Setiap kunjungannya ke kecamatan atau desa, selalu diwarnai kegiatan menanam meskipun itu ia lakukan pada musim kemarau. Setelah itu, petugas di kecamatan atau desa yang bersangkutanlah yang bertanggung jawab menyirami tanaman tersebut. Ia memberi contoh, dari 50 pohon yang ditanam pada musim kemarau, sebanyak 10-20 pohon bisa tumbuh sampai musim hujan tiba.

Di samping itu, ia juga membuat program penyediaan areal seluas 100 hektar untuk menanam cendana dan 200 hektar lahan jati di Alor. Kawasan ini menjadi proyek percontohan tanaman cendana dan jati di NTT.

Takalapeta yang putra Alor ini mengaku tak bisa menyembunyikan rasa senang bila pada kunjungan berikutnya ia melihat hasil tanaman itu. Ia sering datang ke suatu desa karena diundang warga untuk ikut memanen hasil perdana tanaman kopi, jambu mete, vanili, dan cengkih mereka.

Gerakan menanam ini merata di 17 kecamatan sehingga tidak ada kesenjangan kemiskinan yang tajam antara kecamatan satu dan lainnya. Kecamatan Pantai Barat di Pulau Pantar, misalnya, sampai tahun 1999 tak punya andalan sumber daya alam dan termasuk kecamatan termiskin. Tetapi, sejak 2005 daerah ini dijuluki ”kecamatan jambu mete”.

Setelah lima tahun Takalapeta memimpin Alor (1999-2004), kesejahteraan hidup masyarakat meningkat. Ini antara lain dilihat dari sebagian rumah warga yang semula berdinding bambu, berganti permanen. Siswa putus sekolah yang semula sekitar 4.000 orang per tahun, turun menjadi sekitar 1.400 orang.

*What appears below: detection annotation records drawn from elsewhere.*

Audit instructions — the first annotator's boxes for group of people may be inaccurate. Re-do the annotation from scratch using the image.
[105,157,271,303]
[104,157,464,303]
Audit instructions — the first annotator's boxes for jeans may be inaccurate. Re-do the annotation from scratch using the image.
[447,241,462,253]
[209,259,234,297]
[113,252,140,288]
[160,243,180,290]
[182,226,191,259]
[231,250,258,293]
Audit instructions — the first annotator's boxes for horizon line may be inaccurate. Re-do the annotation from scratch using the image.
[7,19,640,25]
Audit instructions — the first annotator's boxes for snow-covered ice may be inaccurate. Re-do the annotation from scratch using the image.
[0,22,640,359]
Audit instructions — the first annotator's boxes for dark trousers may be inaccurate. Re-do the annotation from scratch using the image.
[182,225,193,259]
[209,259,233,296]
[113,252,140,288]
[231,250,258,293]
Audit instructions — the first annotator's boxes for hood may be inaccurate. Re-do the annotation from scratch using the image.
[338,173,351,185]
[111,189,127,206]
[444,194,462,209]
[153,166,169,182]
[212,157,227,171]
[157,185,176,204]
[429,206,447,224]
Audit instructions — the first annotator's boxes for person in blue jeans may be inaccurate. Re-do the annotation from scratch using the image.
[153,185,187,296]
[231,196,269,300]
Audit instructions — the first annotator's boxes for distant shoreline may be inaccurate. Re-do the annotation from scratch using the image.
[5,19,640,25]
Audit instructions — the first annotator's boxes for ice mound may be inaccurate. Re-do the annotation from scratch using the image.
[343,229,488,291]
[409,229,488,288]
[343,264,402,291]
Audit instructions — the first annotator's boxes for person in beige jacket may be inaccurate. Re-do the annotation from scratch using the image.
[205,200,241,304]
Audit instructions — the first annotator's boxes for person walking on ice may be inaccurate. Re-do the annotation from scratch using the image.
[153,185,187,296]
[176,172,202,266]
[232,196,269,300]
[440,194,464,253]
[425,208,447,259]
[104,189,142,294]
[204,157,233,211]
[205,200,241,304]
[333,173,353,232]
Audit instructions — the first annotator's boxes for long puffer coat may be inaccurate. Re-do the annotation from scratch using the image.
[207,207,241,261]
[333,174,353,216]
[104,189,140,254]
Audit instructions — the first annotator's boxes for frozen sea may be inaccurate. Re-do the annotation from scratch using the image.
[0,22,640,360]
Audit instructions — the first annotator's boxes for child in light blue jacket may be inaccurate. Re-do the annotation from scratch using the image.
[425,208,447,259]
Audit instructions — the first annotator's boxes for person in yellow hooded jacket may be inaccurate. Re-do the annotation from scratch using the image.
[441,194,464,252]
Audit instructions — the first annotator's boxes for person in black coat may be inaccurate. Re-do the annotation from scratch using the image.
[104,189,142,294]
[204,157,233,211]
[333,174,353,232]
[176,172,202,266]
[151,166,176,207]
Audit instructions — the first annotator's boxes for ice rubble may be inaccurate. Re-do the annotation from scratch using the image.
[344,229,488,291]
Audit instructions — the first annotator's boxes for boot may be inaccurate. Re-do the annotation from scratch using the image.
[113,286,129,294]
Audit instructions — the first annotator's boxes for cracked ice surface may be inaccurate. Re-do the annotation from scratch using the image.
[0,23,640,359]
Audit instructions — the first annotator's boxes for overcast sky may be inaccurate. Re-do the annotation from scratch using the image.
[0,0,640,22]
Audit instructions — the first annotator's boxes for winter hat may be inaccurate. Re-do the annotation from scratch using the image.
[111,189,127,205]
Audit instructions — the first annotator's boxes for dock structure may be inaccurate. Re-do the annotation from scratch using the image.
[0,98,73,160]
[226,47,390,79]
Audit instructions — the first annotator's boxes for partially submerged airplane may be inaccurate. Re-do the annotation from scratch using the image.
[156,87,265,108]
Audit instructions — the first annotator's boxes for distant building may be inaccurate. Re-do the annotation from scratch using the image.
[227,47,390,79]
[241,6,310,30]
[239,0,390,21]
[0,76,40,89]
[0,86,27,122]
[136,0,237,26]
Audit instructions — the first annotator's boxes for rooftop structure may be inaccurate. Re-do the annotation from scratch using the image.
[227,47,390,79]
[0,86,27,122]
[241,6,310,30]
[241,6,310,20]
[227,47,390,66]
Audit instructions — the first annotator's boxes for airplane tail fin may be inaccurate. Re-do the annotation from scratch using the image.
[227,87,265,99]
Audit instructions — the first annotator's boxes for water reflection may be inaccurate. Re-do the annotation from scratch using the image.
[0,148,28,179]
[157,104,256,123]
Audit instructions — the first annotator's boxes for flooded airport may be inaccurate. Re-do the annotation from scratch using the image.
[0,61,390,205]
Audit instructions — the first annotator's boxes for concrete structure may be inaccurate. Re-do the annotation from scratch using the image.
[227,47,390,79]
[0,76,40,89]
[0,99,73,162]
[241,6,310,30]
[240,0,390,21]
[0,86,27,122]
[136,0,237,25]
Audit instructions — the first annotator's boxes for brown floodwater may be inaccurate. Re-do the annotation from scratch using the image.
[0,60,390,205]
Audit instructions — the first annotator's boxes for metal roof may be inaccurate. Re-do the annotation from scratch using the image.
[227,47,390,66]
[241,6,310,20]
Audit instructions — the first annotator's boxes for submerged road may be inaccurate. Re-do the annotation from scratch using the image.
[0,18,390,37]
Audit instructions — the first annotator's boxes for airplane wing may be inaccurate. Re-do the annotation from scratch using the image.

Tak heran kalau ia terpilih lagi sebagai Bupati Alor periode 2004-2009. Selain itu, berbagai penghargaan dari pemerintah dan institusi lain pun jatuh ke tangannya.

Ia senang mendapat penghargaan, tetapi yang lebih membuatnya bahagia adalah melihat ribuan putra Alor bisa menjadi sarjana dari hasil perkebunan vanili, kopi, kelapa, kemiri, dan pinang, selain hasil laut.

”Penerbangan Kupang-Alor yang semula hanya satu kali dalam sepekan sudah menjadi enam kali. Banyak warga Alor yang tidak lagi menggunakan perjalanan laut, tetapi mampu menumpang pesawat ke Kupang,” katanya.

Atas semua jasanya itu, Takalapeta pada 5 Juni meraih penghargaan Kalpataru dalam bidang lingkungan hidup untuk kategori pembina. Panitia Kapaltaru 2008 mendata 136 nomine. Dari jumlah ini mengerucut menjadi 12 orang dengan empat kategori, yakni perintis lingkungan 5 orang, pengabdi dan penyelamat lingkungan masing-masing 3 orang, serta hanya seorang pembina lingkungan. Dialah Ansgerius Takalapeta.